„Historia świadczy, że każdy, kto, strojąc się w szaty obrońcy praw człowieka, walczył z krzyżem, ostatecznie okazywał się tyranem” – takie słowa znalazły się w liście Episkopatu Polski, przygotowanym na niedzielę Świętej Rodziny 27 grudnia. List jest gorącą obroną wieszania krzyży w miejscach publicznych, takich jak szkoły czy instytucje.
Nie czuję się zwolennikiem tyranii, choć jestem przeciwnikiem wieszania krzyży w instytucjach państwowych.
Słowa biskupów mogą niepokoić. Po pierwsze dlatego, że są po prostu fałszywe. Moim zdaniem jest wręcz przeciwnie, niż piszą biskupi. W historii znacznie częściej tyrani posługiwali się krzyżem do realizacji własnych celów, niż jego brakiem. Po drugie słowa te dowodzą, że biskupi nadal nie wyrzekli się tendencji do wykorzystywania instytucji państwa do propagowania swojego systemu wartości.
Tymczasem sytuacja jest wyjątkowo prosta – w państwie w którym panuje liberalna demokracja wszystkie religie powinny mieć te same prawa. A to oznacza, że instytucjach państwowych nie mogą wisieć symbole jednej z religii, choćby wyznawała ją większość obywateli. Może nawet szczególnie dlatego, że wyznaje ją większość. Dlatego krzyż nie powinien wisieć ani w Sejmie, ani w państwowej szkole w zapadłej wsi.

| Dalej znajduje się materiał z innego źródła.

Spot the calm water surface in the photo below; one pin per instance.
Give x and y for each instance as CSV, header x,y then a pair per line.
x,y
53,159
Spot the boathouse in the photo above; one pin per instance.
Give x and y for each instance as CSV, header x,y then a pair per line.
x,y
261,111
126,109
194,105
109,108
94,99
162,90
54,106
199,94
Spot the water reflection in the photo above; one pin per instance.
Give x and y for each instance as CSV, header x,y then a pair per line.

Odwoływanie się do najprostszych i podstawowych zasad jest w tej sprawie szczególnie ważne. Wielu publicystów popierających z wiadomych sobie powodów krzyże w instytucjach państwowych odwołuje się bowiem do pokrętnych i mętnych teorii. Szymon Hołownia, Tomasz Terlikowski czy Bronisław Wildstein piszą o tradycji, o symbolu uniwersalnych wartości, o ścisłym związku krzyża z polską symboliką narodową itp. Wszystko to jednak tylko zasłona dymna wobec tego, że nie są w stanie zmierzyć się z podstawowym zarzutem przeciwników wieszania krzyża w instytucjach państwowych. Że jest to po prostu narzucanie symbolu religii chrześcijańskiej tym obywatelom, którzy związków z chrześcijaństwem nie odczuwają.

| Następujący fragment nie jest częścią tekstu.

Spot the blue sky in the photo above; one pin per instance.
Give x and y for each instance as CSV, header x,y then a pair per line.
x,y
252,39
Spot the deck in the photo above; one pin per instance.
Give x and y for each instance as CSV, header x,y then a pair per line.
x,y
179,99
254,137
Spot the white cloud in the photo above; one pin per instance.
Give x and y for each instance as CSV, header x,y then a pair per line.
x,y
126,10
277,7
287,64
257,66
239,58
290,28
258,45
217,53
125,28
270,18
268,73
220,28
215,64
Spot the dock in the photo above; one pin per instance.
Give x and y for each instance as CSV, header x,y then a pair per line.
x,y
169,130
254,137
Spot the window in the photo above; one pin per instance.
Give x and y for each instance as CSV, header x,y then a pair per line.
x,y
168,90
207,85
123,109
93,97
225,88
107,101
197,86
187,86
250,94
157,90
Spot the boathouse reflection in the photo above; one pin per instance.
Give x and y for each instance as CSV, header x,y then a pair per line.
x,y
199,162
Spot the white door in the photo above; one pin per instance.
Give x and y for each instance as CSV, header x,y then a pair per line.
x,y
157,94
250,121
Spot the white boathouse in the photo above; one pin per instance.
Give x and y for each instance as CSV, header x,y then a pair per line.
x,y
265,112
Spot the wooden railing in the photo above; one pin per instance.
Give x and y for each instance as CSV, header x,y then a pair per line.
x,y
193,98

Nikt nie broni rodzicom posyłania dzieci do prywatnych szkół chrześcijańskich, gdzie wiszące krzyże są czymś naturalnym. Nikt też nie broni ludziom wierzącym noszenia krzyży przy sobie. A wszystkim publicystom i politykom, którym zależy, by w kraju liberalnym krzyż mimo wszystko był publicznie widoczny proponuje jedną rzecz. By wytatuowali sobie krzyże na czołach.